We are developing portable, non-invasive, and easy-to-use workflow that will be accessible to non-experts for efficient AIV detection and classification in the field – a first step to establish AIV surveillance platforms in wild and remote areas to detect AIV circulation before it arrives at high-density agricultural areas

We further apply non-invasive conservation genomic approaches to a wide array of species, including the takahē (Porphyrio hochstetteri), the kākāpō (Strigops habroptilus), and the rock ptarmigan (Lagopus muta). 

This research is led by Albert Perlas Puente, Linus Hoelzel, and Daniel Gygax, in collaboration with the New Zealand Department of Conservation, C4C, Rifcon, IRTA-CReSA Barcelona, and many other international conservation organizations.




Clinical Applications

Multidrug-resistant bacteria represent a major challenge for tackling bloodstream infections due to higher rates of treatment failure. A rapid and accurate identification of phenotypic resistance patterns would facilitate the early administration of appropriate therapy. Yet, bloodstream infection diagnosis is mainly culture-based, which is time- and resource-consuming. In this study, we use long-read assemblies from patient blood cultures for real-time resistance prediction to overcome the limitations of a culture-based approach. For this, we are developing a machine learning-based framework to make fast and accurate predictions of phenotypic resistances in bloodstream infections.

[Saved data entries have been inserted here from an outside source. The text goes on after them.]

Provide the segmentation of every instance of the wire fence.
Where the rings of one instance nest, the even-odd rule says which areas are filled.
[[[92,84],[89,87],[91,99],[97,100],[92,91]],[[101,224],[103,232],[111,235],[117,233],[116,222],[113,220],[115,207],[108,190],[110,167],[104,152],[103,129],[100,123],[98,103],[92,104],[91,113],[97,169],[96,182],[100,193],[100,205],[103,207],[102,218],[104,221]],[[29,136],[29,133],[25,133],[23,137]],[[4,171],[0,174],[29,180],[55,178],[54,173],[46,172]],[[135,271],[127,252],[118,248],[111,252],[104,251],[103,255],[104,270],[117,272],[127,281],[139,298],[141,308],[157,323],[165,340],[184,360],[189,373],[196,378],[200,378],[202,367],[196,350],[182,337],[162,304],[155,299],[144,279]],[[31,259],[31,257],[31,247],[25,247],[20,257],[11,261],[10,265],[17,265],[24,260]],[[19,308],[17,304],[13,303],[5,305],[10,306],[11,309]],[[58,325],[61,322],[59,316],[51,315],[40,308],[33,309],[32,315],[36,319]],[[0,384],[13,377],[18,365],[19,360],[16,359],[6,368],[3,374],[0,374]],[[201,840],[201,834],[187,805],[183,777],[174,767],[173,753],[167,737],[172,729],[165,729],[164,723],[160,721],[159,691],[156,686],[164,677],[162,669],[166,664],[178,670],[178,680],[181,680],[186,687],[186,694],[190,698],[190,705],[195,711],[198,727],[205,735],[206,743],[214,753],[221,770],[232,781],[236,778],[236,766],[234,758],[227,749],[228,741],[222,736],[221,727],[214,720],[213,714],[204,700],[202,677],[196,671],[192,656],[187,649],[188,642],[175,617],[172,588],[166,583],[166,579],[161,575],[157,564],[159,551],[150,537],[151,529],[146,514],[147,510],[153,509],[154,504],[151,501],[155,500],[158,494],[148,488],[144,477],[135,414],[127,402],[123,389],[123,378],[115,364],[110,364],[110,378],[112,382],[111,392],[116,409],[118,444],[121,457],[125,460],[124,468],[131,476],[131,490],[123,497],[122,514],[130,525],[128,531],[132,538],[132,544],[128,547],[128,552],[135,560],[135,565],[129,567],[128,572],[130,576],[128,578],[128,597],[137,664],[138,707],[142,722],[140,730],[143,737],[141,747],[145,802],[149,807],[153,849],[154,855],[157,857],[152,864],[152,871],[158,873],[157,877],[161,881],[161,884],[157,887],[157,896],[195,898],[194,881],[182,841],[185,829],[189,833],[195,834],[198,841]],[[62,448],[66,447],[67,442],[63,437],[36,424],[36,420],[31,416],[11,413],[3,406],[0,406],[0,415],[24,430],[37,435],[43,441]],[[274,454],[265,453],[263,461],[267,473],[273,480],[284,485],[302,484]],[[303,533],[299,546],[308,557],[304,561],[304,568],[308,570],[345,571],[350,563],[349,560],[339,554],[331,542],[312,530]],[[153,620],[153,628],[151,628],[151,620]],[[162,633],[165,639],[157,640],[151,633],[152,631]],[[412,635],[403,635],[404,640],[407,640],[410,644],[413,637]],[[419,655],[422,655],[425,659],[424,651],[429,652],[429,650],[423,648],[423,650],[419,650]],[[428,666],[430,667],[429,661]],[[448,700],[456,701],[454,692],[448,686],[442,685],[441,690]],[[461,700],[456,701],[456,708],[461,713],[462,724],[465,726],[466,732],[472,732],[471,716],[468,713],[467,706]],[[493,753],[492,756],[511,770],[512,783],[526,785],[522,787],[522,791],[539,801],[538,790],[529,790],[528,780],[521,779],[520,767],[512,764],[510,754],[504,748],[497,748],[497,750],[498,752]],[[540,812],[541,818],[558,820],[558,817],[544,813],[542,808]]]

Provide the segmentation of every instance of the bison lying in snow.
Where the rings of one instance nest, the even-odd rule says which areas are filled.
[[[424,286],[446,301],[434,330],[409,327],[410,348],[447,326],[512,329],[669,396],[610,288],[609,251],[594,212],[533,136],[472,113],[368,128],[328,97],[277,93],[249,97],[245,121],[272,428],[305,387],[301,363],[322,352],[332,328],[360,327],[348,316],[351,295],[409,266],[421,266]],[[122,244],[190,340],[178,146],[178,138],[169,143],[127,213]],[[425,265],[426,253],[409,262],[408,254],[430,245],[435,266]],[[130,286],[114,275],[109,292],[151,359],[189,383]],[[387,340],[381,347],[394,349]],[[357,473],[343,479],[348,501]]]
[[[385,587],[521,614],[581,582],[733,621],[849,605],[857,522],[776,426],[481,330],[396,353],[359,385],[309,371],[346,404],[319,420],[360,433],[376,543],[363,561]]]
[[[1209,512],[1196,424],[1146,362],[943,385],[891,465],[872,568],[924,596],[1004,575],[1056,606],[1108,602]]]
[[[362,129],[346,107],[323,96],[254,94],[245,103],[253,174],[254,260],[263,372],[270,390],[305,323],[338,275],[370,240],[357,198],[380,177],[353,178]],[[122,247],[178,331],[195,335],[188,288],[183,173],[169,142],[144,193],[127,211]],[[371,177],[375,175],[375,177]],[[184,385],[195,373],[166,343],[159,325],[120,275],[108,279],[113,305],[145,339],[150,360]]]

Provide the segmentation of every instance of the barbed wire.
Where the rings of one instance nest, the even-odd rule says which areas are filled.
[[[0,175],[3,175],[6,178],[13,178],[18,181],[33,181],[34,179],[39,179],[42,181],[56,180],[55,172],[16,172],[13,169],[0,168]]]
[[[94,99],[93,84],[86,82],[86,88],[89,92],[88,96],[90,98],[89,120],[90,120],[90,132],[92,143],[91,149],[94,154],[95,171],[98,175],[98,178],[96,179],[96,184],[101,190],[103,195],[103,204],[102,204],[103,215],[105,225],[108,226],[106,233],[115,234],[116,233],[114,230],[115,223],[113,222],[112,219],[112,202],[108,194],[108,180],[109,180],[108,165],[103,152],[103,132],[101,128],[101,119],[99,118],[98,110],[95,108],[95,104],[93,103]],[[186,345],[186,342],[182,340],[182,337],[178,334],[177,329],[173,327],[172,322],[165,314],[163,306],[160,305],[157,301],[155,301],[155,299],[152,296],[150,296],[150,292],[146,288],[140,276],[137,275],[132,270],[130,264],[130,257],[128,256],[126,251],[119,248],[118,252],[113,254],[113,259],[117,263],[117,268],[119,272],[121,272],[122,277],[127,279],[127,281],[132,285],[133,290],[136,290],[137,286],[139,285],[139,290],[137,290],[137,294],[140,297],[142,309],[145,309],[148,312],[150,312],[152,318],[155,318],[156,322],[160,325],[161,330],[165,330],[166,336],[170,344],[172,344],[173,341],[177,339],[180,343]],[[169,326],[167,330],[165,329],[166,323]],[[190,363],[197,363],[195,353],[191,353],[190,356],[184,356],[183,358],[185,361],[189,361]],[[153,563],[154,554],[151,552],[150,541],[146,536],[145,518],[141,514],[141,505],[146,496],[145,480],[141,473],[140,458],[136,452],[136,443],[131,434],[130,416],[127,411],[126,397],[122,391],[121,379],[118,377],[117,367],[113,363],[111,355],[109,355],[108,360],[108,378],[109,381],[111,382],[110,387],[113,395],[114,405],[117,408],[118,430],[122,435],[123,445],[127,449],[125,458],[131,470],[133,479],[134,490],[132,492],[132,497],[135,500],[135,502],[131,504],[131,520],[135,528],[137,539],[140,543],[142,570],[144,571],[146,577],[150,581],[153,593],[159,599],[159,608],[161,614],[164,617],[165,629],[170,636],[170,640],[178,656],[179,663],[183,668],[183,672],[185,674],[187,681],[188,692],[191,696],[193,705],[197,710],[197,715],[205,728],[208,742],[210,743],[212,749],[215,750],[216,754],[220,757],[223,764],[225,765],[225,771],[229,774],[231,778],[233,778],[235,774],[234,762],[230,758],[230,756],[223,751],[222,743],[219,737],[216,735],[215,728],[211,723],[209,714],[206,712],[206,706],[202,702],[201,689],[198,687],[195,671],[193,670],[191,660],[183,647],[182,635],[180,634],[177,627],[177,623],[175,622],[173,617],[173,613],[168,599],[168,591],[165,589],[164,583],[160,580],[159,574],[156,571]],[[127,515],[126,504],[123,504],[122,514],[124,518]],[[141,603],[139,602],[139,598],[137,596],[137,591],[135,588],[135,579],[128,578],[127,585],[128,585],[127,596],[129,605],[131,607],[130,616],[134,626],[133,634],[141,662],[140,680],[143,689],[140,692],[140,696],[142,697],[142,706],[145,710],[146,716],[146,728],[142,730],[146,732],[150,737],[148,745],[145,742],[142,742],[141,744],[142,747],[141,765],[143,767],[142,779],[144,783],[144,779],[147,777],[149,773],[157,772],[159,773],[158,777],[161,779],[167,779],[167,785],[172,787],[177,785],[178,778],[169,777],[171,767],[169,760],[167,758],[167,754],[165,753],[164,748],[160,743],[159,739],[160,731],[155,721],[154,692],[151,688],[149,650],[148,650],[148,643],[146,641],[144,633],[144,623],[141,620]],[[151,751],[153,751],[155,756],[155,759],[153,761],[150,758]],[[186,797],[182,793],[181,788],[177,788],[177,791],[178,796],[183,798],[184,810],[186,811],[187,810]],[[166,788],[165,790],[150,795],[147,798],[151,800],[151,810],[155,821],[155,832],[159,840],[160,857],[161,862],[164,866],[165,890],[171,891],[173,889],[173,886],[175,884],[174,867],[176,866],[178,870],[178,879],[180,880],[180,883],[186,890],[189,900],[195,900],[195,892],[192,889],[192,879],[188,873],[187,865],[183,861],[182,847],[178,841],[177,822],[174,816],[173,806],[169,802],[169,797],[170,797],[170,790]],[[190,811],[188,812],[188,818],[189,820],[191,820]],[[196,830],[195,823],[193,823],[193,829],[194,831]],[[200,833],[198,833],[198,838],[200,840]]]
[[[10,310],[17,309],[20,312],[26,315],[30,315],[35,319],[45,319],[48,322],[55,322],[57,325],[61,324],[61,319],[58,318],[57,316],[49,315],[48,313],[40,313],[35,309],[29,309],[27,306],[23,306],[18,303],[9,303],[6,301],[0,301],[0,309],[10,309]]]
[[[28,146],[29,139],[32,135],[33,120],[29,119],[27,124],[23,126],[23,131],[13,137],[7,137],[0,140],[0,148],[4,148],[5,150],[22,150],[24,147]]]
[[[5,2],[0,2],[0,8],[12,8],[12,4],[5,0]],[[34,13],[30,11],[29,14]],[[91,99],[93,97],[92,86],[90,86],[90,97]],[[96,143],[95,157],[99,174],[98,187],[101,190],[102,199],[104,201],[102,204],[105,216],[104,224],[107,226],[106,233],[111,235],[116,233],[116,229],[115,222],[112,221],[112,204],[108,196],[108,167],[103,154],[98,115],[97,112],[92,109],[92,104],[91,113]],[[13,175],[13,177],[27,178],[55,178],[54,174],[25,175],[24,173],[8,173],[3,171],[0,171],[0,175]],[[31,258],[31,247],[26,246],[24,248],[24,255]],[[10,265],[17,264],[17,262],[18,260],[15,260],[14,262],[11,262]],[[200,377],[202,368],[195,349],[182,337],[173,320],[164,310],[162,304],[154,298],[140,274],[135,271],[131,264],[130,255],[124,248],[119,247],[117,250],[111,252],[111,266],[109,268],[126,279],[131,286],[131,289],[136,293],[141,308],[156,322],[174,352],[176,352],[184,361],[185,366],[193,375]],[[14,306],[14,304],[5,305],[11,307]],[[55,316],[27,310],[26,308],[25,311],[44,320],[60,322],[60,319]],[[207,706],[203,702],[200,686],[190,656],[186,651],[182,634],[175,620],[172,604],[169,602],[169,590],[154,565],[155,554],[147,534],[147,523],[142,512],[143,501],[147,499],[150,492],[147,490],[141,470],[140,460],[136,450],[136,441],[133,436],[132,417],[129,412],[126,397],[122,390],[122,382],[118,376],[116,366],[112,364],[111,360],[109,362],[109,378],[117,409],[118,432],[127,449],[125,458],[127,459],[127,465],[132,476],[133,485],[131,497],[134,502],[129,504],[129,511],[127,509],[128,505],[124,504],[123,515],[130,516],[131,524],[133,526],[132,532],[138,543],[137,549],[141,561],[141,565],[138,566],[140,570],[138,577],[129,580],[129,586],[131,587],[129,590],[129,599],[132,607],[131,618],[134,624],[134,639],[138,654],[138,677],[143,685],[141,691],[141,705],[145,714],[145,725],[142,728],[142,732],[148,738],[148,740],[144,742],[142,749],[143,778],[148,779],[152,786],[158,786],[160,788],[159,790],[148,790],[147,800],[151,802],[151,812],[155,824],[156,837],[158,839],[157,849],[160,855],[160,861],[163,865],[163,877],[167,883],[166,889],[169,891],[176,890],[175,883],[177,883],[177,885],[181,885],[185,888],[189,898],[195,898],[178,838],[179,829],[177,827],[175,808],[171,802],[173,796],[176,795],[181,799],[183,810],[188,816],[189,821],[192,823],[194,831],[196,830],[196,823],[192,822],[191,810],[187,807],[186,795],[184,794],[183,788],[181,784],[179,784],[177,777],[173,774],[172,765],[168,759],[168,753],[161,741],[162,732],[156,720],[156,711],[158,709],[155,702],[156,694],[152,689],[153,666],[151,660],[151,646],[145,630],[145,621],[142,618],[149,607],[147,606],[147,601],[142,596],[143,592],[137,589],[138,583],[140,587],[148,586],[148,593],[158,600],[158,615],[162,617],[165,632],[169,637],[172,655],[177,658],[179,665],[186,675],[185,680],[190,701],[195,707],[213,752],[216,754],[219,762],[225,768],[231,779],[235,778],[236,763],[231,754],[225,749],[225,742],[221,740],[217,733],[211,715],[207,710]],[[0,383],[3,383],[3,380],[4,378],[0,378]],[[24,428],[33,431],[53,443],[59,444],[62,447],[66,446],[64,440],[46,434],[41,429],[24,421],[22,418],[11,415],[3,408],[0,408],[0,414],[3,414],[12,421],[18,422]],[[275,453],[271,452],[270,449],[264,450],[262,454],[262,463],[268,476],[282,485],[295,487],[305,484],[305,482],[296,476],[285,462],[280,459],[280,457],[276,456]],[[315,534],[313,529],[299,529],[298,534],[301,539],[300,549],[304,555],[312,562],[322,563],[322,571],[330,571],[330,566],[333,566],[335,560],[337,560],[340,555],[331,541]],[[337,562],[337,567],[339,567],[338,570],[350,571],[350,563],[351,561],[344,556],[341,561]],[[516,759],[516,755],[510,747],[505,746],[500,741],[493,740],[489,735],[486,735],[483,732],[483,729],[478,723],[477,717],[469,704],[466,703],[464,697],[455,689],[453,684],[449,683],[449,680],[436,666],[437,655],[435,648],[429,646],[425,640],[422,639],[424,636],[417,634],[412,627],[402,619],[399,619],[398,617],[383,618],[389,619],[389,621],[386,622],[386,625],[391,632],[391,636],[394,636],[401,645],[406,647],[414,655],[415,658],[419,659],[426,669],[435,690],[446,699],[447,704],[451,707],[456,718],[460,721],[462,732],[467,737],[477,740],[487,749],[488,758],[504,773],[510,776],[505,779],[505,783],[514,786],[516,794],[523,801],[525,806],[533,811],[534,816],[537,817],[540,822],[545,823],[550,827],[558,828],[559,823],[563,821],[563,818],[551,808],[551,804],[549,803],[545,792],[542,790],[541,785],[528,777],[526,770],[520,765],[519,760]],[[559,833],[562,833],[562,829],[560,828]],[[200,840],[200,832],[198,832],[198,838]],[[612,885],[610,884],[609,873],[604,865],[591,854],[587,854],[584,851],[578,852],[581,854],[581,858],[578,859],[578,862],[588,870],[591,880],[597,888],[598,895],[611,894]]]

By using long-read sequencing combined with phenotypic resistance data, we will be able to better understand the genomic predictors of resistance beyond gene detection, such as gene clusters and polygenic interactions. This framework bears the potential to improve the prognosis of resistant bloodstream infections by reducing the turnover time from sample collection to resistance diagnosis. 

This project is led by Ela Sauerborn, in collaboration with the Health Research Unit Zimbabwe (THRU-ZIM), the Technical University of Munich, the London School of Hygiene & Tropical Medicine, and others.